SAST inspects code without executing it: it sees internal logic, unreachable paths and secrets pasted into the repository. DAST probes the running application from the outside: it sees real configuration, effective authentication and runtime behaviour. They are complementary, and a serious application security programme uses both.
When in the development cycle should SAST run?
Ideally in three places. A lightweight linter inside the IDE, the full engine on every pull request, and a final pass on merge to the main branch as evidence. The point is that the finding reaches the developer while the code is still fresh in their head, not days later in a separate report.
How do you handle SAST false positives?
Assume they exist and design the process so they do not destroy trust. Every finding should be markable as a false positive with a justification signed by a reviewer other than the author, with an expiry date and a re-evaluation on every change. Without that workflow the team disables the tool.

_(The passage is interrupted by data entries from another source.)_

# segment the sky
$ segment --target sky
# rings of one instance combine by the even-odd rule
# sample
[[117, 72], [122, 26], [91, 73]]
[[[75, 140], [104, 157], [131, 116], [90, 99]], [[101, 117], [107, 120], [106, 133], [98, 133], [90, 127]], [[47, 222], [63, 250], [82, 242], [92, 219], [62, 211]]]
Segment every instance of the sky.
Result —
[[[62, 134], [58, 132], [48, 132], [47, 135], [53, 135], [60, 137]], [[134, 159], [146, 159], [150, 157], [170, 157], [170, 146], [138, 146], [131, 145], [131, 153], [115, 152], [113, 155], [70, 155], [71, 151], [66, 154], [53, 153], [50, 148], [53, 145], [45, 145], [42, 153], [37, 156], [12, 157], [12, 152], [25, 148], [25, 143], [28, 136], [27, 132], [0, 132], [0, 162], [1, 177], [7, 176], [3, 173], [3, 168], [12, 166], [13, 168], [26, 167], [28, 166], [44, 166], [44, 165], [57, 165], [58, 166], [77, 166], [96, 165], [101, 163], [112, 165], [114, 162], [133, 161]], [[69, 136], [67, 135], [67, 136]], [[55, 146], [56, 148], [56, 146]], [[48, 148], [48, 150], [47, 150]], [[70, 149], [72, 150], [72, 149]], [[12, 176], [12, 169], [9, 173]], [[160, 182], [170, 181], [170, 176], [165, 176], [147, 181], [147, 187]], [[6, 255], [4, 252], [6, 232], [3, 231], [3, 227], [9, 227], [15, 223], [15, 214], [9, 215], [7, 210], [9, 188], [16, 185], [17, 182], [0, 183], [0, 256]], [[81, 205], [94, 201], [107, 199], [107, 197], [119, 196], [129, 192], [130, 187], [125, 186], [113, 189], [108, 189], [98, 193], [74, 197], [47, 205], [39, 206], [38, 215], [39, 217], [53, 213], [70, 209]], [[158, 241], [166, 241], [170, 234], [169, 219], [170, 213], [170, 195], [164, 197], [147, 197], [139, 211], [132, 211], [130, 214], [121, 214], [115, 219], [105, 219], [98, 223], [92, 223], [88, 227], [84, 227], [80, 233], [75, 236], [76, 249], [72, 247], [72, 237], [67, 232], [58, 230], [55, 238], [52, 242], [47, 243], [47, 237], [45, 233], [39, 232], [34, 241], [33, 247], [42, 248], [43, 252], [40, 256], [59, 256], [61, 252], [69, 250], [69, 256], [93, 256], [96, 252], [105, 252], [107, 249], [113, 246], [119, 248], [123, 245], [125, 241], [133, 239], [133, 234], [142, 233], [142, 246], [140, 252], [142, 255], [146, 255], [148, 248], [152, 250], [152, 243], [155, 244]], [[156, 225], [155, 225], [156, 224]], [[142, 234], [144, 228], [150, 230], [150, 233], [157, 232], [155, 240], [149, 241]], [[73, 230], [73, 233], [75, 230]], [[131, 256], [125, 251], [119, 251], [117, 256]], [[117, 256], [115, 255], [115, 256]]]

Does SAST help with ISO 27001, ENS, NIS2 or DORA?
It supplies concrete evidence of technical review of in-house software during the development cycle, which is one of the controls these frameworks require when the organisation builds applications. On its own it does not cover every aspect of secure software, but it is one of the strongest pieces of evidence for that control.
How long until the first useful result?
The initial report lands within hours of connecting the tool to the repository. The actionable signal — findings classified, baseline cleaned, selective gating in place — usually emerges between weeks four and eight. Before then noise dominates and informational mode is the right setting.